Wataru muss wegsehen, als er und Ryôsuke sie in das Loch schieben und dann fallenlassen, vorsichtig darauf bedacht, sie nicht zu berühren.

Dann wirft Ryôsuke die Erde zurück, über Katô.

Bei jedem bisschen wirkt er ruhiger.

Wataru meint langsam zu verstehen, warum.

Es ist das Beste, was seinem Freund passieren konnte.

Sein Peiniger ist tot, aber er musste ihn nicht umbringen.
Er kann ihn begraben und ruhigen Gewissens sagen, dass er ihn überlebt hat. Dass er ihn lang überleben wird.

Wataru bemerkt erst viel zu spät, dass er die Arme um seinen eigenen Körper geschlungen hat wie jemand, der friert. Er löst mühsam seinen Griff, weil es albern ist. Nicht er ist hier der Leidtragende, verdammt.

Sie stehen im Halbkreis um das Grab herum, sehen zu, wie Ryôsuke die Erde feststampft.

Wataru fühlt eine warme Hand an seinem Rücken. Es ist Mizusawa, der ihn vorsichtig betrachtet.

„Vielleicht bist du einmal ein Mensch gewesen“, sagt Ryôsuke leise und andächtig zum Grab.
„Ich hab dich nicht mehr als einen kennengelernt. Und darum soll sich an dich auch niemand mehr erinnern. Ich gebe dir keinen Grabstein, keine Inschrift, ich nehme deinen Namen mit. Vielleicht vergesse ich ihn sogar irgendwann. Das ist meine Rache. Das ist, was ich dir zurückzahle.“

Und dann, in einem winzigen Augenblick sehen sie den wahren Ryôsuke hervorblitzen zwischen all dem Elend und dem stillen Zorn.
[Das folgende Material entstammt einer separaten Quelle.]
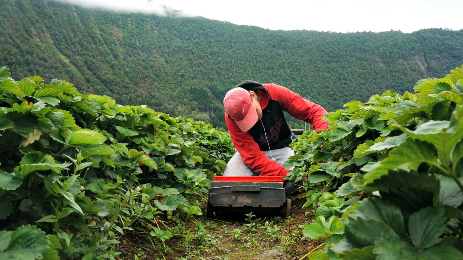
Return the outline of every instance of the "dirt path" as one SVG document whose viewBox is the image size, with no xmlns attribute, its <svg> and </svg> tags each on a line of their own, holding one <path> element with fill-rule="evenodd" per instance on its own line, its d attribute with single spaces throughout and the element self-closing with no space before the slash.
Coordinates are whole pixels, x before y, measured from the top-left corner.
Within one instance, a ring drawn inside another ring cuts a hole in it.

Er beugt sich vor und spuckt auf die festgetretene Erde.

Es ist der Moment, in dem Mizusawa Wataru tröstend den Rücken streichelt, weil er merkt, dass Wataru das braucht.

Es ist der Moment, in dem Hino in ein spöttisches Grinsen ausbricht, weil er mag, was er sieht.

Es ist der Moment, in dem Kiyama sich dem seltenen Vergnügen hingibt, sich eine Zigarette herauszuholen und anzuzünden.

Es ist die bizarrste Beerdigung, die sie je erlebt haben.